Hollywood heavyweight with Silicon world view
Netflix argues it has suffered a talent drain of its own in recent months, with several highranking defections to rival streamers and other entertainment firms. Netflix is also a bit of an oddity, a Hollywood heavyweight with a Silicon Valley high-tech world view. Among Big Tech players, the niceties of obtaining talent and intellectual property have seldom been strictly observed. Hollywood, by contrast, has spent generations working with California legislators to fine tune the laws to protect ownership of both content and the employees who create it. Netflix has long argued — so far, without success in the courts — that when it coaxes executives at rival firms to break their employment contracts it is fighting for their “freedom” from the “Hollywood establishment.” But Netflix is having a tough time preserving its image as a scrappy innovator smashing obsolete Tinseltown traditions.
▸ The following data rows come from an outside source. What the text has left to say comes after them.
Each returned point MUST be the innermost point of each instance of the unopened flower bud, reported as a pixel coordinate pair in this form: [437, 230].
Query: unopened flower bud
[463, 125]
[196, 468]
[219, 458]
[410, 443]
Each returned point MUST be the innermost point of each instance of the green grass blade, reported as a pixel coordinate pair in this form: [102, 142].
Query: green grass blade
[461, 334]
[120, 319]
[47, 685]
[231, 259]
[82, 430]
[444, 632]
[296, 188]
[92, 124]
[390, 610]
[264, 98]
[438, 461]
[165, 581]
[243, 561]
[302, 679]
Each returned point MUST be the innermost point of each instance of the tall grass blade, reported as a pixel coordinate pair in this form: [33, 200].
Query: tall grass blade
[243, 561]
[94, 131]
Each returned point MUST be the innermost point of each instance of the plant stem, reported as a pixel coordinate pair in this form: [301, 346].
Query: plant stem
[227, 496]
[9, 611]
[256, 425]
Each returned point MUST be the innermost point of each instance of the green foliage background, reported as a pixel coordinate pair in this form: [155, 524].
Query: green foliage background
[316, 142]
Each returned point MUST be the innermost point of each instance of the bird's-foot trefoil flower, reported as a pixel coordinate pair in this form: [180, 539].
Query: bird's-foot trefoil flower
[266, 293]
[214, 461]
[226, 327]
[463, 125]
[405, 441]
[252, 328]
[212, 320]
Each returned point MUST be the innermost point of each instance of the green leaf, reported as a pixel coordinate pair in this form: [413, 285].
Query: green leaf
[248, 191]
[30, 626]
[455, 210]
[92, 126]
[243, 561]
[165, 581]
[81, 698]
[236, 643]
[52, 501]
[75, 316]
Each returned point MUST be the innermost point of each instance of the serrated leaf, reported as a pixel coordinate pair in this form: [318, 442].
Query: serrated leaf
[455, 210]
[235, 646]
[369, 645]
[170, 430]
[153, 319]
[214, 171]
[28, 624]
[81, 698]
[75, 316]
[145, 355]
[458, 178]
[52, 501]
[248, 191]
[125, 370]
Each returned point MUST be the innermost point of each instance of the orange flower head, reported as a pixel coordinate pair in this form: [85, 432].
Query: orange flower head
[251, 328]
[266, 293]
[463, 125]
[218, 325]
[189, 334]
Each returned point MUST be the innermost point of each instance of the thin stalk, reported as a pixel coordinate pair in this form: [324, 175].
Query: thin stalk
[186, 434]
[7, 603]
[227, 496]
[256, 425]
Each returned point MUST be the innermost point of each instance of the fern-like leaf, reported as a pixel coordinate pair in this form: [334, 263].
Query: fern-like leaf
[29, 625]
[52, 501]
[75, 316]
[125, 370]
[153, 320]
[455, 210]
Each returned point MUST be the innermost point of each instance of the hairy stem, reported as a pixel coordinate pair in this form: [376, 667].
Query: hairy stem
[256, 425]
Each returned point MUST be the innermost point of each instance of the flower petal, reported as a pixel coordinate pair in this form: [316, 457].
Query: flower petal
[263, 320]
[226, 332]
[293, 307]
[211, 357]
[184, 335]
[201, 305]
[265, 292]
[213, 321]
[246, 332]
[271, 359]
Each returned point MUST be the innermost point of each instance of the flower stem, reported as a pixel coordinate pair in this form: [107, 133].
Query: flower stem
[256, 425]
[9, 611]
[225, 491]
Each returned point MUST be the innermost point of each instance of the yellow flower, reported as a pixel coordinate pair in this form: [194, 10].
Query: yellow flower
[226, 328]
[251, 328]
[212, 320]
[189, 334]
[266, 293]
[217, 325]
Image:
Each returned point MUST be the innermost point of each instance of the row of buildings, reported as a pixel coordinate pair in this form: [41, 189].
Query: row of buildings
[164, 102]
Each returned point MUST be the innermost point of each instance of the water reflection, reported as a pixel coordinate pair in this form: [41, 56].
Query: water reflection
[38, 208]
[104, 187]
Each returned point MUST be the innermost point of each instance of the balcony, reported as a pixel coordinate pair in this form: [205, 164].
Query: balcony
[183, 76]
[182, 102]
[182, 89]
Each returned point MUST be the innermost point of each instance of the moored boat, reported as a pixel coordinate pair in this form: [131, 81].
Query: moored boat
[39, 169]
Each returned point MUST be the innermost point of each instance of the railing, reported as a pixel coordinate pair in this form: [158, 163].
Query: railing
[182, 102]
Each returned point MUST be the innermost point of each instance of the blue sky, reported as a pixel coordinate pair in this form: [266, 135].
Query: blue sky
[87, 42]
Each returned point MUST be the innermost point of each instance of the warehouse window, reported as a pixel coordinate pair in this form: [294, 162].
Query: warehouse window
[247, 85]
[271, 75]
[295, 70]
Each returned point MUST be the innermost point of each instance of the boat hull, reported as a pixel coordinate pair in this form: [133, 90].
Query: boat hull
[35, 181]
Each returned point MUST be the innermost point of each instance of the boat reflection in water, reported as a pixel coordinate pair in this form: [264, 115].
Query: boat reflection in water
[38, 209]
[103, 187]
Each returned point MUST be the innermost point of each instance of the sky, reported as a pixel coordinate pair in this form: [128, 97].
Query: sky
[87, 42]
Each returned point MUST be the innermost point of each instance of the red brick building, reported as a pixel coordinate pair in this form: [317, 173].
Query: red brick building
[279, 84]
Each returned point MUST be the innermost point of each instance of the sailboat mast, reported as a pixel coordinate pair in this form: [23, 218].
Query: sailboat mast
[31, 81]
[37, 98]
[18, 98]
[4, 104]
With a market cap of $227 billion (U.S.), its own studios worldwide, and several Oscarwinning films to its credit, Netflix is the new Hollywood establishment. And with profits of $2.8 billion, Netflix can easily absorb its legal bills, and appears content to treat the legal fees it racks up in its allegedly dubious talent search as a mere cost of doing business. Netflix has also lately become an interloper in the lucrative video-game business , suggesting that as it continues to diversify, no one in the entertainment world will be safe from its marauding.
Bottom line
Lawyers are bingeing on all the lawsuits Netflix’s rivals are launching against it, accusing it of abusive practices. But there appears to be no curbing the streamer’s pursuit of entertainment-industry dominance.